Registros corporativos do Reino Unido para o antigo nome da empresa, Certa Payments Ltd., mostram incorporação em um ponto de correio de Londres em dezembro de 2023, com uma mulher ucraniana de 25 anos na República Tcheca listada como única acionista e diretora.
Cenário Escalante de Fiscalização
A multa da Cryptomus representa uma escalada dramática na postura de fiscalização da FINTRAC. Durante o ano fiscal de 2024-25, a agência emitiu 23 notificações de violação totalizando mais de $25 milhões em penalidades - o maior número em um ano em sua história. Desde que recebeu autoridade legislativa para impor penalidades em 2008, a FINTRAC já emitiu mais de 150 penalidades.

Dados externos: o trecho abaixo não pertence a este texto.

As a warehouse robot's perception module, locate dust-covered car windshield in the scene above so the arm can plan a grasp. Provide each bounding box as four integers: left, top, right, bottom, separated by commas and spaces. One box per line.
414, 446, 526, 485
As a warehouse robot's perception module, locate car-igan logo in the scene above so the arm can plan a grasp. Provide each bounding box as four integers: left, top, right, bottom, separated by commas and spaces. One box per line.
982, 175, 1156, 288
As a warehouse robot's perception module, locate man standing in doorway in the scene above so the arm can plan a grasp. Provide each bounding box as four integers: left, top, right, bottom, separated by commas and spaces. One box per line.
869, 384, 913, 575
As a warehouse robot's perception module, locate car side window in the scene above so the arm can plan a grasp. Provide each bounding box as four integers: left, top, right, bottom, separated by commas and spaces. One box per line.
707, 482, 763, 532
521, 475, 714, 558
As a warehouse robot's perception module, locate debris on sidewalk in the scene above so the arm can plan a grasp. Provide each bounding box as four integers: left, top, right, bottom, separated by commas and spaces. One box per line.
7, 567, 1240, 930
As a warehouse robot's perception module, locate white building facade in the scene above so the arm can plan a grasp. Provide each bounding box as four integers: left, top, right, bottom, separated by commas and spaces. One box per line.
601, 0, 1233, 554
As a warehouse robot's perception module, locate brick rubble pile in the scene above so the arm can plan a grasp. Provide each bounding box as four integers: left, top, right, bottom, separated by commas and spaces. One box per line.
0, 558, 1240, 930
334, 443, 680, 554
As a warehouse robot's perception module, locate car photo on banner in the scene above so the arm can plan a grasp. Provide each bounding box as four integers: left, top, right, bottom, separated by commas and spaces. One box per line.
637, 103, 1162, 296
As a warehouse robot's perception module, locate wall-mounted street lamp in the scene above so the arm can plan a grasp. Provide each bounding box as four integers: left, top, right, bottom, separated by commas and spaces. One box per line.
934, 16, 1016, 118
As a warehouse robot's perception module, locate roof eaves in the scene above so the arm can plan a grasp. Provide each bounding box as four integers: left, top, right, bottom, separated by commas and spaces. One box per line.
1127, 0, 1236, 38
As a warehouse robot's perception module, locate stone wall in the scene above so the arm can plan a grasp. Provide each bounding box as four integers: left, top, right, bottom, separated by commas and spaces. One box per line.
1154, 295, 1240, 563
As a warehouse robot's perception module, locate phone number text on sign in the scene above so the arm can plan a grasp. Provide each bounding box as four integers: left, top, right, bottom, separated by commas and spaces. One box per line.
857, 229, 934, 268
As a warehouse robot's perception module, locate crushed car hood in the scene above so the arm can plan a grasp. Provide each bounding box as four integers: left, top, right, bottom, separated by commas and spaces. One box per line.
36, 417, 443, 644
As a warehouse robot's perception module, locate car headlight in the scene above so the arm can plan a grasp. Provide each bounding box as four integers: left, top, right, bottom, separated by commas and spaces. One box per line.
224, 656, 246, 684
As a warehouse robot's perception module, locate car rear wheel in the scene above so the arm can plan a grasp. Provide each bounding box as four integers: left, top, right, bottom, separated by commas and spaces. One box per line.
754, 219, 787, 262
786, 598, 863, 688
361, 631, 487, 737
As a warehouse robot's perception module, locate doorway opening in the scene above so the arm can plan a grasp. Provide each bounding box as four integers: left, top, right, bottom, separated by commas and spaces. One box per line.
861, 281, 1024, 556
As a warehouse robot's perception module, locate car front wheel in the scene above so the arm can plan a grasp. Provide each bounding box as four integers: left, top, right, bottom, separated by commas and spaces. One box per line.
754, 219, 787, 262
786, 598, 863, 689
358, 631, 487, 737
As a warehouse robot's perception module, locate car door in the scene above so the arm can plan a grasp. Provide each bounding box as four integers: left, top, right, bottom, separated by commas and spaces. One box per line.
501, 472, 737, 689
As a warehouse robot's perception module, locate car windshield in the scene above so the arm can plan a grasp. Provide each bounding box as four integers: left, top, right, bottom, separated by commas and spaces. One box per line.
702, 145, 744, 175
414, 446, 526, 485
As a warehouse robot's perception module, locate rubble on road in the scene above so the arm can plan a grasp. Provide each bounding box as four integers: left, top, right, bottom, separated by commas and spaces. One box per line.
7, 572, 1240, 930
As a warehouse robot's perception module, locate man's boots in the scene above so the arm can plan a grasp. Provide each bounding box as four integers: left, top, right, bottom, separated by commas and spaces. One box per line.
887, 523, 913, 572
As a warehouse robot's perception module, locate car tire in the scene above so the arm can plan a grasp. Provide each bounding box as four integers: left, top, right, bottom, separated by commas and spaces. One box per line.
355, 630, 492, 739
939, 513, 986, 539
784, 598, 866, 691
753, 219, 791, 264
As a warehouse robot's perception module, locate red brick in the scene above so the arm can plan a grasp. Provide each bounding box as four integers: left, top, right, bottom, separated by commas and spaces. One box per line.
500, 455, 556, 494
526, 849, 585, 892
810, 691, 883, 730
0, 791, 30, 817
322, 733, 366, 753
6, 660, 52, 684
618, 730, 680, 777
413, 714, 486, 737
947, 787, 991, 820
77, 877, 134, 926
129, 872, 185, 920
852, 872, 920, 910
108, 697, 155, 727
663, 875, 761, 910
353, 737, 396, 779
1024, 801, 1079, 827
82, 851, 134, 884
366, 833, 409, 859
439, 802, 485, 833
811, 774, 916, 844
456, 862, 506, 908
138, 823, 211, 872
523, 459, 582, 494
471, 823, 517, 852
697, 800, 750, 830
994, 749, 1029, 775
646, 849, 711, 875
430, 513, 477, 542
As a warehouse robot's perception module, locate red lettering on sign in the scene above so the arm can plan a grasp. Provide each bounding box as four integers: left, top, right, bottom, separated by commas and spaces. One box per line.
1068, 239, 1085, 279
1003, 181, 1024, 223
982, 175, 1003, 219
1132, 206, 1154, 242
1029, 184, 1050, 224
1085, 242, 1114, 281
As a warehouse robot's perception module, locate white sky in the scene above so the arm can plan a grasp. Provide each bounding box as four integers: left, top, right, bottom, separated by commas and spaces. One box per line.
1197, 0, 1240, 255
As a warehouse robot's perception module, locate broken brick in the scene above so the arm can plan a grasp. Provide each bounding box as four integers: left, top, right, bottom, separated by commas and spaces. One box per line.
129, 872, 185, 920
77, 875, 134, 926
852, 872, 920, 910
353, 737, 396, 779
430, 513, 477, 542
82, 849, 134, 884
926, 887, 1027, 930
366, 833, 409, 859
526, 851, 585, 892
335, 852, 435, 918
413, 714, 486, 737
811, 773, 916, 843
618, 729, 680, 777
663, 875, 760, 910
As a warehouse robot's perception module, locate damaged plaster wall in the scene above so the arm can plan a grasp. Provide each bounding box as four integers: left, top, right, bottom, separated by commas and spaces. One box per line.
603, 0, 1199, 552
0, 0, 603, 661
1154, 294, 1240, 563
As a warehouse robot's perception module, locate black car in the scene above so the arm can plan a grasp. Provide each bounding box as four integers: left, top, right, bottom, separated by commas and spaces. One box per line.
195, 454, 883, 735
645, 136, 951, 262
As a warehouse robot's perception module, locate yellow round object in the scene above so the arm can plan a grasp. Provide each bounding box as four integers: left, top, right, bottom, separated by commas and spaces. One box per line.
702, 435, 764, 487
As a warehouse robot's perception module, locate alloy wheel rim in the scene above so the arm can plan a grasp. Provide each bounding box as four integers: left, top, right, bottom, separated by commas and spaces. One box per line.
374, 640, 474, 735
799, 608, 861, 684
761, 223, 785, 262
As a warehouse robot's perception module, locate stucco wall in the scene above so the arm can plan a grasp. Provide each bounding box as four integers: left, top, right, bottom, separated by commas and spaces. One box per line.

O momento é significativo. O Canadá enfrenta escrutínio antes de uma auditoria em novembro de 2025 pelo Grupo de Ação Financeira (GAFI), o órgão internacional baseado em Paris que avalia os sistemas de combate à lavagem de dinheiro e financiamento do terrorismo dos países. A fiscalização da Cryptomus demonstra o compromisso do Canadá com a supervisão robusta dos provedores de serviços de ativos virtuais.
A Cryptomus já havia enfrentado sanções regulatórias antes desta penalidade. A Comissão de Valores Mobiliários da Colúmbia Britânica baniu temporariamente a empresa de negociar valores mobiliários e outras atividades de mercado em maio de 2025.
Infraestrutura de Conformidade Inadequada
Além das falhas de relatório, a FINTRAC descobriu que a Cryptomus mantinha políticas e procedimentos de conformidade "incompletas e inadequadas", criando deficiências na monitorização contínua e obrigações de conhecimento do cliente.
A plataforma falhou em desenvolver e manter programas de conformidade adequados, realizar avaliações de risco adequadas e notificar as autoridades sobre mudanças nas informações comerciais - todos requisitos obrigatórios sob a Lei de Produtos do Crime (Lavagem de Dinheiro) e Financiamento do Terrorismo.
Especialistas legais familiarizados com o caso descreveram a multa como removendo efetivamente a Cryptomus do mercado canadense. "Esta é uma sentença de morte para uma empresa desse porte", disse um advogado de conformidade baseado em Toronto à FinanceFeeds. "A escala de não-relatório aqui vai além da negligência - é desrespeito sistêmico."
Reflexões Finais
A multa recorde destaca a determinação dos reguladores em trazer plataformas de criptomoedas para os mesmos padrões de conformidade aplicados às instituições financeiras tradicionais.
Após ações de fiscalização importantes contra Binance (C$6 milhões em 2024) e KuCoin (C$19,6 milhões em setembro de 2025), a penalidade da Cryptomus sinaliza que as autoridades canadenses não irão mais tolerar plataformas que permitem atividades criminosas através de controles inadequados.
Para a indústria global de criptomoedas, a postura agressiva do Canadá espelha tendências de fiscalização nos países do G7, onde violações de conformidade agora acarretam penalidades comparáveis às do setor bancário tradicional.
À medida que os provedores de serviços de ativos virtuais registrados no Canadá enfrentam cargas crescentes de relatório e riscos de fiscalização, o caso Cryptomus estabelece um precedente de como os reguladores podem tratar plataformas operando sob estruturas de conformidade fracas.